A sample of the FOMO-inducing headlining acts who will be performing at the music festivals this month includes desert blues pioneers Tinariwen from Mali and Indian American singer Sid Sriram at Echoes of Earth; rock legends Deep Purple and Goo Goo Dolls for the inaugural edition of BookMyShow Live’s Bandland music festival in Bengaluru (16-17 December), and NH7 has British rapper, singer and record producer M.I.A. as the headliner. Guitar virtuoso Steve Vai is set to perform in Bengaluru on 8 December at the LiveBox Festival. “I wanted to go for NH7, Echoes and Bandland. I felt like I was spoilt for choice,” says Sandhya Surendran, an independent media and entertainment lawyer based in Bengaluru.
So, what explains this “happening scene”? Mainly the growing interest among international artists to perform in India. “There’s no escaping India at this point of time,” says Roshan Netalkar, founder and festival director of Echoes of Earth. He says the country’s “youth population” is the reason why international musicians and talent management companies are taking note. Couple it with no pandemic-related travel restrictions and protocols, and you can see why there’s an upsurge in bigger names on the marquee. While it’s the international acts that are generating the buzz, Munbir Chawla, co-founder and music and partnerships director of Magnetic Fields, lends a new perspective.
“What’s noteworthy is the jump in festivals signing up domestic musicians too. There’s a good balance of both Indian and international artists,” says Chawla. Surendran believes the increase in Indian indie names in lineups could be attributed to Indian audiences “slowly opening up to non-filmi music.”
Any festival curator will tell you that having a wish list of artists is one thing and getting them in real life is a whole other ballgame. “We’ve been trying for Tinariwen for four years. It finally worked this year,” laughs Netalkar, who describes the curation process as a tiresome one that goes on all year. “We have already started reaching out to artists for next year.”
For Brar, the work of drawing up the “ultimate lineup” is about balancing gut with data. “It means booking a rapper like YG who is huge among youngsters here along with a band like Ezra Collective who are great but have no data to back them,” Brar explains.

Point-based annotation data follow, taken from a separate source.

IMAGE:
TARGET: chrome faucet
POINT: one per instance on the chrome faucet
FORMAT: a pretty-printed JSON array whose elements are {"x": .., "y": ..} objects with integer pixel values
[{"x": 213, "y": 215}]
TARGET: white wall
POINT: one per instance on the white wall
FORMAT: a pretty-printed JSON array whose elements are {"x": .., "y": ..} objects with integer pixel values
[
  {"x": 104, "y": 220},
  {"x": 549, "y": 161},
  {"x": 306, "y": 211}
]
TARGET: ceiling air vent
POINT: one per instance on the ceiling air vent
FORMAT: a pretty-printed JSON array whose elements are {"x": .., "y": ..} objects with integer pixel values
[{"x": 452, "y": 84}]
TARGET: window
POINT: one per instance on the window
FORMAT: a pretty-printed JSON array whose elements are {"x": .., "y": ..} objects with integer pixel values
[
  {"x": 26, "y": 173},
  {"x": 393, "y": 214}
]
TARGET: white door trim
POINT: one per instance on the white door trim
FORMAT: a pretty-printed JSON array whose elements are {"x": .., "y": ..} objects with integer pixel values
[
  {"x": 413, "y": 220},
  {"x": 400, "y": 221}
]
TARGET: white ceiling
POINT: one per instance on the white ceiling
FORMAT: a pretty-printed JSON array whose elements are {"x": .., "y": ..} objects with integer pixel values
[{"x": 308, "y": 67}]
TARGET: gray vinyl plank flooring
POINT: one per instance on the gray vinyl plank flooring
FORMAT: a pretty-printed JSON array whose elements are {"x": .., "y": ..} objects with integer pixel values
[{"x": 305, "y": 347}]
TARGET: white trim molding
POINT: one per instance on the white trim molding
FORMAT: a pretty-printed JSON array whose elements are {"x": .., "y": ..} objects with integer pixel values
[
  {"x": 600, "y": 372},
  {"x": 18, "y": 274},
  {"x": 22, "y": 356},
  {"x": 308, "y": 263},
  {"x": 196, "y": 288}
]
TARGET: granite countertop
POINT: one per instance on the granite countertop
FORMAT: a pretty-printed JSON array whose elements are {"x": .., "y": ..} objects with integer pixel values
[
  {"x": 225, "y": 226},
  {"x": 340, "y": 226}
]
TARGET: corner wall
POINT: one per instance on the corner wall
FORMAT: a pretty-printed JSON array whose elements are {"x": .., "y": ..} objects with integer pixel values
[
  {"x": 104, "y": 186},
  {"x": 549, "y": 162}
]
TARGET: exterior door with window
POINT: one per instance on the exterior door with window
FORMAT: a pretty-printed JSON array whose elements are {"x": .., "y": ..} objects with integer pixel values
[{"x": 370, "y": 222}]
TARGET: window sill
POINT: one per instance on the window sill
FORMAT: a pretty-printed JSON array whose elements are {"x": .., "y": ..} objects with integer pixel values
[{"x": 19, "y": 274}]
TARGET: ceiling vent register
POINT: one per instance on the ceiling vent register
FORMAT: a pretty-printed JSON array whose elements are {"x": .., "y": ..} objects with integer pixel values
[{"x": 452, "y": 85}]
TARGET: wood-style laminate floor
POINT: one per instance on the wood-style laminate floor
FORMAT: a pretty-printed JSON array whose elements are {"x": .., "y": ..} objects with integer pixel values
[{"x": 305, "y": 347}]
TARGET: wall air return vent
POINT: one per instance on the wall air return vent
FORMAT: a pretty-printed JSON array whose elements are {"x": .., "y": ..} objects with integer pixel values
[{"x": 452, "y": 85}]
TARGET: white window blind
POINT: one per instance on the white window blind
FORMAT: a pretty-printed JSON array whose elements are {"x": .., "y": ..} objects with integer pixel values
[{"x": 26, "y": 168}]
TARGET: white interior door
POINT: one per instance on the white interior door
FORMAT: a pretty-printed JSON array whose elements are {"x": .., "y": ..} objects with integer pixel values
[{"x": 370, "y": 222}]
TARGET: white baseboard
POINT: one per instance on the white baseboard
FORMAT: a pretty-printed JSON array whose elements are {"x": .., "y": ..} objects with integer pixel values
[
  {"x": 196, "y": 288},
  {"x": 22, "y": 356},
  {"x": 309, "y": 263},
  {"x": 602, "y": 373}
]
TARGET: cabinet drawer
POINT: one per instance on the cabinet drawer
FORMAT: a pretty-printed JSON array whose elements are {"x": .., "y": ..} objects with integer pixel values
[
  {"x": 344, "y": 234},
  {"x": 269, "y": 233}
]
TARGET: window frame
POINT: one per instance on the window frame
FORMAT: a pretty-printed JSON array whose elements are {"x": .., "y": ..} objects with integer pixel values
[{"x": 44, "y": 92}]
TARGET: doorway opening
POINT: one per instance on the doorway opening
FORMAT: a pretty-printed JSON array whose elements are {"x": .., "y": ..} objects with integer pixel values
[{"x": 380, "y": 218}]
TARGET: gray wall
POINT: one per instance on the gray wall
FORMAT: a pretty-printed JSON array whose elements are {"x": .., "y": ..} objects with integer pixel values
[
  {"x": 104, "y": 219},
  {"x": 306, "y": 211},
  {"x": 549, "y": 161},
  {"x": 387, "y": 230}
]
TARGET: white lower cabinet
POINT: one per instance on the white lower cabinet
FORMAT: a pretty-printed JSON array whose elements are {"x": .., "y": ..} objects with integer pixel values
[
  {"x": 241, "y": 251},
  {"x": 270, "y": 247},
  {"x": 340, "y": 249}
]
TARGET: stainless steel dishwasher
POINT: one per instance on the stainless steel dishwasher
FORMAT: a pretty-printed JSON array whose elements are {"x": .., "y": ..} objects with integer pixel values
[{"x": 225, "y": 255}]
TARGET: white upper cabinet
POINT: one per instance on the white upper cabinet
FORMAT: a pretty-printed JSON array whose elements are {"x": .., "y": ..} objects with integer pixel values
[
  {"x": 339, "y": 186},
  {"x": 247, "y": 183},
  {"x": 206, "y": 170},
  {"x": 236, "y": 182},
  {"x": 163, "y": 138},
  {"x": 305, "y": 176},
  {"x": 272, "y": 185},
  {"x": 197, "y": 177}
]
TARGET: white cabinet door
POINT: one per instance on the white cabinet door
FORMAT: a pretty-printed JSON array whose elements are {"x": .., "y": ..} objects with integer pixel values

Chawla describes curation as a balancing act between “bringing in artists who sell and those who match with our vision of being an experiential festival”. This explains the eclectic, unique mix of performers that Magnetic Fields always hosts. This year, the festival's line-up includes afrobeat legend and Fela Kuti collaborator Dele Sosimi, Bahrain-based duo Dar Disku, Melbourne's mysterious music makers Glass Beams and DJs like Or:la, Hudson Mohawke, Yu Su among others.
So, whether it’s going by gut or being led by a festival’s vision, one can safely say that the formula has worked well this year. One hopes 2024 will be even more musical. But for now, it’s time to press pause and head to a music festival near you.